Oh how wrong I was. Sure, I was a tomboy. But I was not a boy. Allow me to list for you the things that I have learned about that I had no clue before having a boy!
a. Dinosaurs. Did you know that an anklysaurus has a hard back and can take on a T-Rex with one swipe of his mighty tail? Yeah me neither. Now I do.
b. Trucks. Did you know it's a crime to call a backhoe a digger? This will be met with a look of total disgust.
c. Star Wars. Are you kidding me? I don't know who lives on the Death Star. I don't. But I can do the grave site scene in Steel Magnolias word for word. Who is cooler kid? Yeah. You.
NO. ME. "Are you HIGH Clarree??
d. Mario Brothers. Please. What? Is it a video game? I have no idea. I now know that Mario and Luigi are brothers AND somehow Donkey Kong is involved. When I told the kid I was more of a Ms.

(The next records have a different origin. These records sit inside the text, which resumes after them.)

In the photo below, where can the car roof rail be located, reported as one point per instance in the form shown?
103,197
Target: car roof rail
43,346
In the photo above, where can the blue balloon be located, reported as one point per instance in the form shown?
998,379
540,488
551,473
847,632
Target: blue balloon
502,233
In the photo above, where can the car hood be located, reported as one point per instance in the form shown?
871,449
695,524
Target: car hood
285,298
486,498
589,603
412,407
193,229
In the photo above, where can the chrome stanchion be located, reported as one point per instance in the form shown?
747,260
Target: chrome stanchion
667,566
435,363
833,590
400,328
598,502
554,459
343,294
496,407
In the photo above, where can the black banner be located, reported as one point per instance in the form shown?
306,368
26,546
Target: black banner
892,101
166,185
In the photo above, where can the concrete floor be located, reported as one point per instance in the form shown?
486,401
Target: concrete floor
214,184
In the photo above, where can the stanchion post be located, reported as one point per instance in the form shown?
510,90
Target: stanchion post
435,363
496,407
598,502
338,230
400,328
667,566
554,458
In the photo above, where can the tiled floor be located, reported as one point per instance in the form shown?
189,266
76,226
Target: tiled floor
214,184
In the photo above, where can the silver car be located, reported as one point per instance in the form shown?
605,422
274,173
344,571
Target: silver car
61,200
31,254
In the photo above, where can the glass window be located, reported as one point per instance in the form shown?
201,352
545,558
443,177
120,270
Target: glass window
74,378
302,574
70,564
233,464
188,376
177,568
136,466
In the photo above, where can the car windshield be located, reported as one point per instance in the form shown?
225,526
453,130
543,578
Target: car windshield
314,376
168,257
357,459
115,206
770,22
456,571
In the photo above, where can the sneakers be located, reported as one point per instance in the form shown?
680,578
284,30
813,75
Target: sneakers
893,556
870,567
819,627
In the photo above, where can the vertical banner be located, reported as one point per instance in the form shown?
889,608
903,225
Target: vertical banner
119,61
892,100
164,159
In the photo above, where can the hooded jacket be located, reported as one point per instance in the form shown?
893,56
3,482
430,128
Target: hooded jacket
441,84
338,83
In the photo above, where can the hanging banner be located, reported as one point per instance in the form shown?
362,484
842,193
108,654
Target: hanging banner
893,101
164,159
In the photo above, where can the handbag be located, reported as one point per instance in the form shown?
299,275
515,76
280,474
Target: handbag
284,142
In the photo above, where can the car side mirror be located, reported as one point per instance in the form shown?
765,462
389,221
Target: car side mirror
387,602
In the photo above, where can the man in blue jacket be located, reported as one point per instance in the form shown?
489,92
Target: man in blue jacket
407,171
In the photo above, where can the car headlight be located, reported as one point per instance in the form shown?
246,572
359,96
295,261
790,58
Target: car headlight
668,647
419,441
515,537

PacMan person, he looked at me like I was speaking spanish.
e. Hands in the Pants. I'm just randomly adding this because I'm trying to decide what I say more - 'get your hands out of your pants' or 'turn it down'. Honestly though. You'd think the kid was the first one to discover a penis.
And the newest? Monsters Trucks. We saw a commercial on TV the other day for the Maple Leaf Monster Jam Tour coming up at the Rogers Centre in Toronto and the kid got as excited as I would if they said it was a George Clooney marathon on W.
I'm totally brushing up on my terminology. Grave Digger. Northern Nightmare. Backdraft. Wait a minute - is Billy Baldwin driving that one? I'm in!
Anyway! If your kid is into Monster Trucks, head down to the Rogers Centre this January 19th and 20th (tickets at ticketmaster.ca). Look for Will and me. He'll be the one jumping around and yelling and I'll be the one listening to the Les Mis soundtrack on my phone. I'm officially retiring the 'tomboy' handle.